Muslim women in burqa face veils
Muslim women in burqa face veilsSerge Attal/Flash 90

The French Senate has voted in favor of banning the wearing of headscarves in sports competitions, arguing that neutrality is a requirement on the field of play, The Associated Press reported.

The French upper legislative house voted late on Tuesday in favor of amending a proposed law stipulating that the wearing “of conspicuous religious symbols is prohibited” to take part in events and competitions organized by sports federations.

In their text, senators clearly said that the amendment aims at banning “the wearing of the veil in sports competitions.” They added that headscarves can put at risk the safety of athletes wearing it when they practice their discipline.

The amendment was adopted with 160 votes in favor and 143 against. A commission composed of members from the Senate and the lower house should now gather to find a compromise on the text before it is published, meaning the amendment can still be erased.

The vote came a year after lawmakers in the French parliament’s lower house approved a bill to strengthen oversight of mosques, schools and sports clubs in a bid to safeguard France from radical Islamists and to promote respect for French values.

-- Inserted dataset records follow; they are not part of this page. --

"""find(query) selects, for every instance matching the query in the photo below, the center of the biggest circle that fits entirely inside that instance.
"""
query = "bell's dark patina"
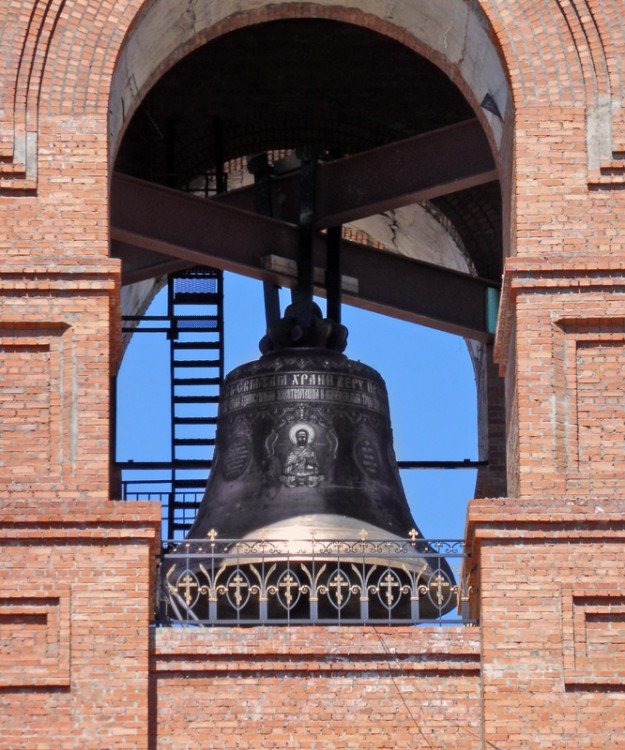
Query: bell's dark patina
(304, 455)
(303, 434)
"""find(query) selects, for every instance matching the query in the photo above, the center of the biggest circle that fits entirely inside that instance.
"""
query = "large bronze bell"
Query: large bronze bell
(305, 483)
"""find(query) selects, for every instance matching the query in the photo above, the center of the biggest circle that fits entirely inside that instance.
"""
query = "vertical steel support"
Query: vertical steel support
(303, 295)
(333, 273)
(259, 167)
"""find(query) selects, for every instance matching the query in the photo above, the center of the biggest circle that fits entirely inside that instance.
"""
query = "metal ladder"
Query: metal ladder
(195, 309)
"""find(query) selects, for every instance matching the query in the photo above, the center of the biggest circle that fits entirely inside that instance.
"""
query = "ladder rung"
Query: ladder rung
(195, 420)
(196, 363)
(196, 381)
(195, 298)
(194, 441)
(196, 399)
(196, 344)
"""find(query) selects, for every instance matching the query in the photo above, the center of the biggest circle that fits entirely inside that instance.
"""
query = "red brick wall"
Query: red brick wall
(317, 687)
(76, 599)
(552, 618)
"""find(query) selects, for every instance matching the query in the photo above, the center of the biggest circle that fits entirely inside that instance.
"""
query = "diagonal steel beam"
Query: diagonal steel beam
(170, 224)
(415, 169)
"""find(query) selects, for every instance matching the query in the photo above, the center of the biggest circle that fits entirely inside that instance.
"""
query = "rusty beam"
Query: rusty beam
(415, 169)
(170, 224)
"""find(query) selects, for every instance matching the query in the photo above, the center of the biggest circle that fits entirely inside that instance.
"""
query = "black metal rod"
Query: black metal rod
(303, 296)
(259, 166)
(465, 464)
(333, 273)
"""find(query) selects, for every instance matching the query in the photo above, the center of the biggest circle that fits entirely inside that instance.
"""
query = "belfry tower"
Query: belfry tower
(468, 174)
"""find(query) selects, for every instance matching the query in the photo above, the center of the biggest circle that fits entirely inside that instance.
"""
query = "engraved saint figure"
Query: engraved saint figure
(301, 468)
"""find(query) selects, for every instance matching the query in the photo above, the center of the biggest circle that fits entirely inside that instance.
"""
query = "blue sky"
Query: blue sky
(429, 377)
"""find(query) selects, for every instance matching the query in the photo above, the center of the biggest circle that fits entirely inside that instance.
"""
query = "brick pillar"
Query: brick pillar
(562, 344)
(549, 582)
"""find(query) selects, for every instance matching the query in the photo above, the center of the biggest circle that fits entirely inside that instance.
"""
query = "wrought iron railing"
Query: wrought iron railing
(295, 582)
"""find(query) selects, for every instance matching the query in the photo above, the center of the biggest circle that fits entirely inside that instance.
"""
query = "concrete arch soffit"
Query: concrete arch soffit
(451, 33)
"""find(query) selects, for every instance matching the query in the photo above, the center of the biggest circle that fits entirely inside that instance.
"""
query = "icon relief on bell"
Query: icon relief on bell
(301, 466)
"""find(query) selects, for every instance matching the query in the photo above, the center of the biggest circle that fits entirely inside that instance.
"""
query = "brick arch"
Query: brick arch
(424, 28)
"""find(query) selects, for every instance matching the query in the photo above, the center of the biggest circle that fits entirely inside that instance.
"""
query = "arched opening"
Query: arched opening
(343, 90)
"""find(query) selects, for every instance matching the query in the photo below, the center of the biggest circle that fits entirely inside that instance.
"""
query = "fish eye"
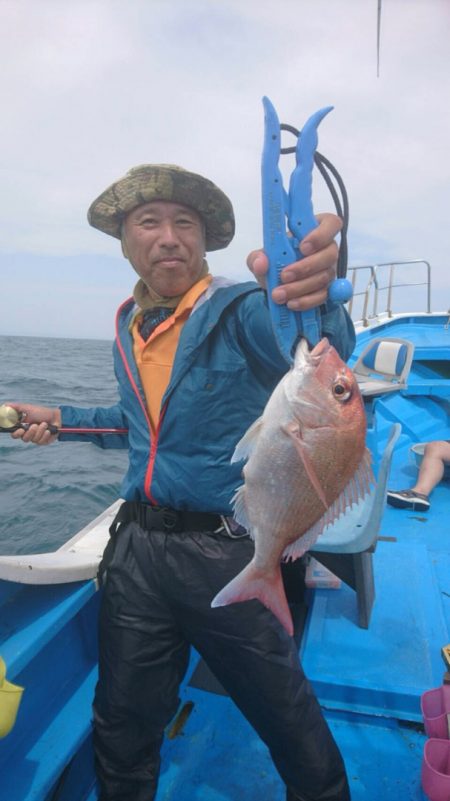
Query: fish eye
(341, 390)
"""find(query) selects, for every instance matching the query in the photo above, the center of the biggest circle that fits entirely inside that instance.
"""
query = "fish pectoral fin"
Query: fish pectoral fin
(294, 432)
(245, 445)
(240, 510)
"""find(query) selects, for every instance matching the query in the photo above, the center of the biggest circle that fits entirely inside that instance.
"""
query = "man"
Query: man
(196, 361)
(436, 457)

France outlawed the wearing of the Muslim niqab (full face veil) - part of the burqa, or full body covering worn by Muslim women - in public in April 2011, citing security concerns as the reason for the ban. Women who wear the veil face a 150 euro ($190) fine.

France was the first European country to impose such a ban, having introduced a ban on women wearing the burqa in 2010.

A parliamentary committee in Belgium later voted to ban the burqa as well. Italy has drafted a similar law.

In 2018, Denmark approved a ban on garments that cover the face, including Islamic veils such as the niqab or burqa.

In 2019, Austria introduced a law which banned the headscarf in primary schools. However, Austria's constitutional court later struck down the law.

Last year, Swiss voters narrowly backed a ban on full face coverings in public places.